C’est la nouvelle tendance des arts de la rue : les spectacles se vivent comme une balade sonore, casque vissé sur la tête.

Pour bien voir, il suffit de savoir écouter. Pour preuve, Véréna Velvet, la nouvelle création de la compagnie Entre chien et loup, dont c’était la première à Vieux-Condé en mai dernier, lors du festival Les Turbulentes, et que voilà dans le in à Chalon, dans la rue. C’est muni d’un casque audio que le spectateur part, au gré d’un parcours fait d’indices, à la rencontre de deux femmes homonymes, deux Véréna Velvet, de générations différentes. Elles ne se connaissent pas, elles livrent peu à peu leurs mystères. Touchante, l’histoire prend un relief particulier : ce souffle au creux de l’oreille, ce bruit de pas si proche… Le spectateur se retourne, persuadé d’une présence qui le frôle : personne ! De personnage de chair et d’os, il n’y a point. Et pourtant, des éléments parsèment le décor urbain traversé – des écheveaux de laine derrière une vitre, un jardin de papillons, etc. – comme autant de signes de la présence de Véréna Velvet. La narration auditive agit tel un révélateur photographique du réel. Camille Perreau (direction artistique) signe là une œuvre subtile et délicate.

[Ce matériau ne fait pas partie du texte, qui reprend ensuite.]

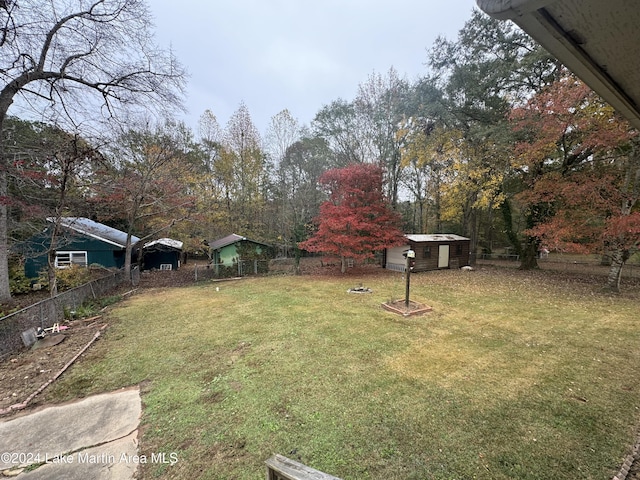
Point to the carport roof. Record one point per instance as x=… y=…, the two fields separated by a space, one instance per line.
x=436 y=237
x=96 y=230
x=597 y=40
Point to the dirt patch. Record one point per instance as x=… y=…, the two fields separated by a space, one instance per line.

L’utilisation de supports audio n’est pas chose nouvelle dans les arts de la rue. La compagnie Décor sonore avait mis l’écoute en scène lors de ses Chantiers de l’O.R.E.I, en 2006. Mais on assiste, ces derniers temps, à une nouvelle tendance : la balade sonore, principe selon lequel tout l’espace urbain est scène de théâtre et le spectateur interprète du spectacle auquel il assiste. Ce mouvement affirme la volonté de recréer une place pour le texte dans l’espace public, de chercher en surimpression une nouvelle dimension d’expression. La balade sonore, peut-être initiée par le Begat Theater et ses Histoires cachées en 2011, devient un genre à part entière. Chalon dans la rue en sera l’illustration. Agoraphobia, d’OMSK/Lotte Van Den Berg, s’écoutera sur téléphone portable. Le spectateur casqué partira sur les traces de la Prisonnière espagnole, du Serial Théâtre. Séverine B interrogera la Solitude du spectateur à travers une promenade. Le microphone parabolique de Dennis Van Tilburg attrapera des bribes de conversations au fil des rues. Lors de Ceci n’est pas une performance, de la compagnie Androphyne, un chorégraphe dictera ses intentions par oreillette à un interprète. Et les installations sonores des compagnies David Betta (l’Expérience unique du professeur David Betta) et les 198 Os (Big-Bang Fondement/Effondrement) ne viendront que confirmer cette exploration d’un nouveau champ des possibles.

 

Article de l’Humanité

http://www.humanite.fr/culture/chalon-dans-la-rue-des-spectacles-plein-les-oreill-546210

 

 

Suite à cet article, j’aurais tendance à ajouter que toutes les balades sonores ne s’effectuent pas « Le casque rivé aux oreilles », loin  de là !

Je citerai par exemple… les balades sonores à oreilles nues de Desartsonnants….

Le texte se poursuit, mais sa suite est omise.